I miei viaggi. Le mani levate…
I miei viaggi, l’autostop lo zaino in spalla e Riccardo, la Spagna con le strade ‘brulle e rosse’, come le aveva definite Robert Brasillach, il fratello più caro, portando il loro ricordo oltre il plotone d’esecuzione, la Germania Berlino divisa dal muro e ferrigni poliziotti Monaco e Norimberga imperiale Francoforte ove trascorsi circa un anno a confezionare pacchi al Kaufhof e dove corre la memoria illuso e trasognato e, nei pressi di Lipsia, Roecken là dove nacque e vi è sepolto il padre di Zarathustra.

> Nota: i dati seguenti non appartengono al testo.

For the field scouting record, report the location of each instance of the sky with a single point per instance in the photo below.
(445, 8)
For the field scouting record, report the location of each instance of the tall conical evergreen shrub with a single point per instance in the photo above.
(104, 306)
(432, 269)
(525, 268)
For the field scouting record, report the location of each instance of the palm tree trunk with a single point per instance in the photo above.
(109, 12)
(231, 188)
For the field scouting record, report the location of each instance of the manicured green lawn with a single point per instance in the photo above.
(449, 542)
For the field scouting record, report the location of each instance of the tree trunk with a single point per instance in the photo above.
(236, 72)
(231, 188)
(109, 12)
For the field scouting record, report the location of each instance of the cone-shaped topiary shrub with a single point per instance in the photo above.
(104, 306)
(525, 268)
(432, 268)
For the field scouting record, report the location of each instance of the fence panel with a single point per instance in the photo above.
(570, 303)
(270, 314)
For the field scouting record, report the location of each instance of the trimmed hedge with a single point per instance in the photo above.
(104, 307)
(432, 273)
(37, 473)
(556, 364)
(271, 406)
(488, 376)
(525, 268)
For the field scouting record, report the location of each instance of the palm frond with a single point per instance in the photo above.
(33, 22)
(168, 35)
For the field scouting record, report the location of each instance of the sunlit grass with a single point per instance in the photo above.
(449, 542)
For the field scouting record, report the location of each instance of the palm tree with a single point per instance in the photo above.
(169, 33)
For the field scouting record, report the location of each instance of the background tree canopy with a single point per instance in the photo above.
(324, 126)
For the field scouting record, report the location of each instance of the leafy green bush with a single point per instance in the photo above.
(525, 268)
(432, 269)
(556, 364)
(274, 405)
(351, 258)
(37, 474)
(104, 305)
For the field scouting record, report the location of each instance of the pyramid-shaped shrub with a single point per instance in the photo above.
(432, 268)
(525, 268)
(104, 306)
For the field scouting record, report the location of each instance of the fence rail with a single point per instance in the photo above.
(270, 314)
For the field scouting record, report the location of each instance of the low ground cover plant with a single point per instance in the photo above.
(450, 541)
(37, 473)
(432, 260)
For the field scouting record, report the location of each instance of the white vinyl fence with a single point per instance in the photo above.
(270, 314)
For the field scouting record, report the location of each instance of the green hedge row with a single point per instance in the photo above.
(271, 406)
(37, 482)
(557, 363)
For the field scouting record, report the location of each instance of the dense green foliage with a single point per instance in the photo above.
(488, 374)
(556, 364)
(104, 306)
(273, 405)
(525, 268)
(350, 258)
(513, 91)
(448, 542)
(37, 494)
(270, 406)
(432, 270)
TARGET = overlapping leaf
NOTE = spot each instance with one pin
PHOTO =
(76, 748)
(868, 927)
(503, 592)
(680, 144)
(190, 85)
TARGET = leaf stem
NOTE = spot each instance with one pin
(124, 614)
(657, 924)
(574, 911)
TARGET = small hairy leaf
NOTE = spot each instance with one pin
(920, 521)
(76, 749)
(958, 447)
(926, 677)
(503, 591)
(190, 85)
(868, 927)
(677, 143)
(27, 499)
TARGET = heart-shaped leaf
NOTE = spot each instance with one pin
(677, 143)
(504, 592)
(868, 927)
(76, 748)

E di Europa altri luoghi altri volti altre avventure… E le battaglie con le mani levate e le braccia tese, bastoni e barricate, i rossi che non fanno paura, gli sbirri grintosi con le camionette i manganelli i lacrimogeni, le notti ad attaccare manifesti, secchio e il manico di scopa, le notti a ragionare d’utopia e respirare aria di rivoluzione fiumi di parole… Visioni – ‘posso essere racchiuso in un guscio di noce e sentirmi un re nello spazio’ – avanti e indietro, tre metri per sei. Ad un tavolino, una gamba traballante, ricoperto da una tovaglia rossa, Emilio Salgari scrive, pressato dagli editori e dai debiti, senza poter correggere e approfondire e riflettere.
Il suo destino è la sua condanna. E scorge, immagini sempre più vivide, i pirati della Malesia guidati da Sandokan, dal portoghese Yanez de Gomera con accesa l’ennesima sigaretta, uomini tutta azione e indomito il cuore (Margherita Sarfatti, l’ebrea Musa di Mussolini, giunto al potere, non li volle fra i precursori del Fascismo perché gettavano un’ombra sinistra sulla missione colonizzatrice dell’uomo bianco. Anticipando la boria di Israele le pretese esclusive su Gerusalemme i mitra contro donne vecchi e bambini armati di sassi).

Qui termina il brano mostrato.